# **FEATURE ENGINEERING**

In [5]:
%load_ext autoreload
%autoreload 2

The autoreload extension is already loaded. To reload it, use:
  %reload_ext autoreload


In [6]:
import os
import sys
project_root = os.path.abspath(os.path.join(os.getcwd(), '..'))
if project_root not in sys.path:
    sys.path.insert(0, project_root)

In [7]:
from src.utils.load_by_prefix import load_latest_file_by_prefix
from src.utils.spark_session import get_spark_session  
from src.loaders.config_loader import get_config

spark = get_spark_session()
config = get_config()
path = config["data"]["processed_dir"]

df_category_weekly_sales = load_latest_file_by_prefix(directory=path, prefix="category_sales_weekly")
df_city_weekly_sales = load_latest_file_by_prefix(directory=path, prefix="city_sales_weekly")

[INFO] Loading latest file: category_sales_weekly_v1.csv
[INFO] DataFrame loaded successfully. Shape: (2090, 3)
[INFO] Loading latest file: city_sales_weekly_v1.csv
[INFO] DataFrame loaded successfully.

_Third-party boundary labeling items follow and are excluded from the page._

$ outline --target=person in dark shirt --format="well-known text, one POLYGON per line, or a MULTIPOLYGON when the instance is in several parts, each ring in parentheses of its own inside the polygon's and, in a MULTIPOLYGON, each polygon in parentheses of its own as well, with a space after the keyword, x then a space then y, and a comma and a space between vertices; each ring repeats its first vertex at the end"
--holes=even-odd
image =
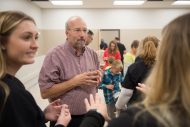
POLYGON ((158 42, 159 40, 155 36, 147 36, 143 39, 143 49, 136 58, 135 63, 128 67, 122 82, 122 91, 116 102, 118 110, 125 109, 125 104, 131 105, 141 100, 141 94, 136 89, 136 86, 138 83, 143 83, 154 65, 158 42))
MULTIPOLYGON (((187 13, 164 27, 157 61, 145 82, 149 89, 144 101, 129 107, 108 127, 190 127, 189 25, 187 13)), ((99 98, 85 103, 89 112, 80 127, 102 127, 105 104, 99 98)))
POLYGON ((18 11, 0 12, 0 127, 45 127, 49 120, 57 121, 55 127, 65 127, 71 120, 68 106, 60 105, 60 100, 43 112, 15 77, 23 65, 34 62, 38 36, 30 16, 18 11))
MULTIPOLYGON (((124 62, 123 62, 124 57, 123 57, 123 55, 126 54, 125 45, 120 42, 119 37, 115 37, 115 41, 117 42, 117 47, 118 47, 120 55, 121 55, 121 62, 124 65, 124 62)), ((122 76, 124 76, 123 70, 121 71, 121 74, 122 74, 122 76)))
POLYGON ((123 55, 126 53, 125 45, 120 42, 119 37, 115 37, 115 41, 117 42, 117 47, 119 49, 121 55, 121 61, 123 63, 123 55))

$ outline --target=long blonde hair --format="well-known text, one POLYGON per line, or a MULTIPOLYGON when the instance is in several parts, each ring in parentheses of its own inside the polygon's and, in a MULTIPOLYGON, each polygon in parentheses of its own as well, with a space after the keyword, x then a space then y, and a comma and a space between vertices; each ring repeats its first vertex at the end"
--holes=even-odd
POLYGON ((164 126, 190 126, 190 13, 163 29, 145 108, 164 126))
POLYGON ((8 42, 10 35, 16 27, 23 21, 29 20, 35 24, 35 21, 30 16, 18 11, 3 11, 0 12, 0 90, 3 97, 0 100, 0 113, 5 106, 6 100, 9 96, 10 90, 8 85, 2 81, 6 74, 6 61, 5 61, 5 44, 8 42))
POLYGON ((3 108, 7 101, 8 95, 10 93, 9 87, 1 80, 0 80, 0 92, 2 92, 2 94, 1 94, 2 97, 0 97, 1 98, 1 100, 0 100, 0 116, 1 116, 3 108))
POLYGON ((6 72, 5 62, 5 43, 7 43, 9 36, 15 30, 15 28, 23 21, 29 20, 34 22, 30 16, 18 12, 18 11, 3 11, 0 12, 0 78, 2 78, 6 72))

Shape: (2508, 3)


In [8]:
df_category_weekly_sales.columns

Index(['Product Category', 'Week Start', 'Category Weekly Sales'], dtype='object')

In [9]:
# creating new feature by calling pandas functions
from src.feature_engineering.feature_engineering_base import FeatureEngineering
fe = FeatureEngineering(df= df_category_weekly_sales)

df_category_weekly_sales = fe.run_all(
    group_col="Product Category",
    target_col="Category Weekly Sales",
    lags=[1,2,4],
    windows=[2,4]
)

[INFO] Detected Pandas DataFrame


In [10]:
from src.exporters.feature_df_expoter import FeatureExporter

# Pass pure Pandas DataFrames directly
exporter = FeatureExporter(
    main_df=None, 
    city_df=df_city_weekly_sales,  # already Pandas
    category_df=df_category_weekly_sales  # already Pandas
)
exporter.export_and_version_features()

[INFO] Using existing directory: ../data/processed
[SAVED] city_sales_weekly_features => ../data/processed\city_sales_weekly_features_v1.csv
[SAVED] category_sales_weekly_features => ../data/processed\category_sales_weekly_features_v1.csv

 All feature-engineered datasets saved with versioning.
Check the outputs in: ../data/processed


<src.exporters.feature_df_expoter.FeatureExporter at 0x1ad1c8a7bf0>